In 1880, Van Pelt was enumerated in Pleasant Township in Switzerland County with his father (a physician), his mother, and other members of the family. Strangely enough, Calvin Bear, my distant relative, was listed on the same page of the census book. Before the decade was out (probably in 1888), Van Pelt set off for Purdue University. Located on the edge of the prairie, Purdue would have been a far cry from the river hills of southern Indiana. Van Pelt thrived there, however. Class historian, football quarterback, president of the Emersonian Society, and art editor of the Debris (the class yearbook founded a few years earlier by John T. McCutcheon), Van Pelt must have been a big man on campus. Upon graduating in 1892 with a degree in mechanics, he went to work as an artist with the Indianapolis Sentinel. Incidentally, Van Pelt's classmates included the poet Charles Cottingham and John S. Wright. I'd like to quote from the website of the John S. Wright Center at Purdue University for more on him:
The Center is named in honor of John Shepard Wright, a member of the Purdue University class of 1892 who, in 1964, provided the Department of Forestry and Natural Resources with a generous endowment for the promotion of forestry in Indiana. Mr. Wright was a botanist, an Eli Lilly executive, and a friend of many forestry leaders in Indiana, particularly Stanley Coulter, Purdue University Professor Daniel DenUyl, and Charles C. Deam, the first state forester of Indiana.
Purdue also holds some of Van Pelt's papers, a diary with sketches from a Purdue botany class. I suspect Wright and Van Pelt studied botany together, probably under Stanley Coulter (1853-1943). They may even have been friends.

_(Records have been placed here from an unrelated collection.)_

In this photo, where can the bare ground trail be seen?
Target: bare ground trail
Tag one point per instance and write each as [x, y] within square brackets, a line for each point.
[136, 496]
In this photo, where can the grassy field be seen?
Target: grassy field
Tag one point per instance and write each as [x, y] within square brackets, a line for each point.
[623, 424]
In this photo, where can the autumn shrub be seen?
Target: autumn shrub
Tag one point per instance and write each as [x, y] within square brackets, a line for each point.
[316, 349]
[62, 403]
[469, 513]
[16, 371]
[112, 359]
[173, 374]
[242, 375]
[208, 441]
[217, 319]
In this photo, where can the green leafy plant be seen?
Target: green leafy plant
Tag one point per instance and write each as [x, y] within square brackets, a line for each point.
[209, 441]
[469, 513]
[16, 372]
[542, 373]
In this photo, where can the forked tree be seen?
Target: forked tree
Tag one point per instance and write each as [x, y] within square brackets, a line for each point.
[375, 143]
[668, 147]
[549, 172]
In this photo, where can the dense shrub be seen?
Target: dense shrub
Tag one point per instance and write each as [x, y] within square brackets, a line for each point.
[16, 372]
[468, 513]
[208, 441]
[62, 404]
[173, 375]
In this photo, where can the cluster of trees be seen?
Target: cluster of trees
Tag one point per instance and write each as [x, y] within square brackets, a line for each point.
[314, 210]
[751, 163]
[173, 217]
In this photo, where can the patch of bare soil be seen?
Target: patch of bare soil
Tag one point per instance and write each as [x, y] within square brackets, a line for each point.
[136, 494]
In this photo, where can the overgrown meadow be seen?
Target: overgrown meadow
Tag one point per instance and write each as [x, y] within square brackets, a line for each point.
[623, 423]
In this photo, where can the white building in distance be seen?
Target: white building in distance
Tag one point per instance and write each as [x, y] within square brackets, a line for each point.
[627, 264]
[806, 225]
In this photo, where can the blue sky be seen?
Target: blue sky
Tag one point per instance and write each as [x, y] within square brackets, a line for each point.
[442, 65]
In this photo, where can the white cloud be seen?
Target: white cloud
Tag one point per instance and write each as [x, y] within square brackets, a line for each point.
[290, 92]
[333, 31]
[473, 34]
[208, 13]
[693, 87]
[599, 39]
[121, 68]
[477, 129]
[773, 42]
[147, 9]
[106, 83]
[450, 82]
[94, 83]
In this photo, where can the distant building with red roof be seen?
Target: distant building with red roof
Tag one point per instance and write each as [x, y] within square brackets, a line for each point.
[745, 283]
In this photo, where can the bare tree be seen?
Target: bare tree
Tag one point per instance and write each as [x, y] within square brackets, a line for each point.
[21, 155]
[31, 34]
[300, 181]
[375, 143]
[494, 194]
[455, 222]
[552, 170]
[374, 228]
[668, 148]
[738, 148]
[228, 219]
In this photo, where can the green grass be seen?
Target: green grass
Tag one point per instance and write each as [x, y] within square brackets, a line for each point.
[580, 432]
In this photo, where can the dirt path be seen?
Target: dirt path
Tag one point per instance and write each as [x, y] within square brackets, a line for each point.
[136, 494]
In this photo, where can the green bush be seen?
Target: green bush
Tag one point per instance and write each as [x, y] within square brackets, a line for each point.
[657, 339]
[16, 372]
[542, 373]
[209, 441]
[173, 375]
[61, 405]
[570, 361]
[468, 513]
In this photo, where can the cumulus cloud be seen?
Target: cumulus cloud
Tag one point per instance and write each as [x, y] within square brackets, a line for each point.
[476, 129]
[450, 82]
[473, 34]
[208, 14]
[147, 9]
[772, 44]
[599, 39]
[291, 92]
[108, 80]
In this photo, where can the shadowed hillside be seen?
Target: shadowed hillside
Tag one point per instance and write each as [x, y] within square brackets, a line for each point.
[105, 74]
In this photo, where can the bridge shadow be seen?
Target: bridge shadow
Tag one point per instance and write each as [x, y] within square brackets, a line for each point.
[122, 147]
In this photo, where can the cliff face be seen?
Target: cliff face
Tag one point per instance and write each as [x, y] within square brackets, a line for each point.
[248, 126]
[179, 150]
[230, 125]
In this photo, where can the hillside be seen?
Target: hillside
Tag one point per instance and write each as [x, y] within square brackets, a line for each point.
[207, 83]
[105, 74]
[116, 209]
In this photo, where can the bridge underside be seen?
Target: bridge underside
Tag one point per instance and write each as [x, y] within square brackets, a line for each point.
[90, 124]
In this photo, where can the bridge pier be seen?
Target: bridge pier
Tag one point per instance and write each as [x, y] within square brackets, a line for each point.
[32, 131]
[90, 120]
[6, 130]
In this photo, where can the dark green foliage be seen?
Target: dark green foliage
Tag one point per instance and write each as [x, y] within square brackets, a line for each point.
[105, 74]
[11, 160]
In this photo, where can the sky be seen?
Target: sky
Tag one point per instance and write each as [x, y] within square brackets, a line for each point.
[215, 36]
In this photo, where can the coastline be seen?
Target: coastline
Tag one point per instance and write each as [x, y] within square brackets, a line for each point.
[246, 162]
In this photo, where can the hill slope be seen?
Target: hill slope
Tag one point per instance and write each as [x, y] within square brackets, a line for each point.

The period in Dale Van Pelt's life between 1893 (when he was working for the Indianapolis Sentinel) and 1910 (when he was enumerated in the federal census) is a mystery to me. In 1902, he married Minnie M. Wherritt of Shelbyville, Indiana. In 1910, 1920, and 1930, the census taker found him living in Chicago and working as a commercial artist, illustrator, and engraver. During his Chicago years, Van Pelt shared a household with Winnie and their children, as well as with other members of their extended family.

Dale Van Pelt would have been about fifty-eight years old in 1930. He could easily have lived for a couple of more decades. But I'm afraid I don't know his fate. His drawings are probably hidden away in old bound volumes of newspapers or on reels of scratchy microfilm. A quick search might turn something up. For now, we'll have to be satisfied with an image from the Purdue Debris from over a century ago, not by him, but of him. The picture below is of the Emersonian Quartet, a vocal group with (left to right) Enos Shaw, high soprano; Dale Van Pelt, low bass (hence his proximity to the floor); Harry Scudder, fine tenor; and Charles Gough, big alto. The artist is unknown. The year was 1889.


Postscript, June 6, 2012: There is reason to believe that this drawing from The Indiana Woman, Irvington Edition, August 7, 1897, is the work of Dale Van Pelt. The time and place are right. The signature at the lower right may clinch it. If this is his work, it may be the first to be published in the last seventy years or more.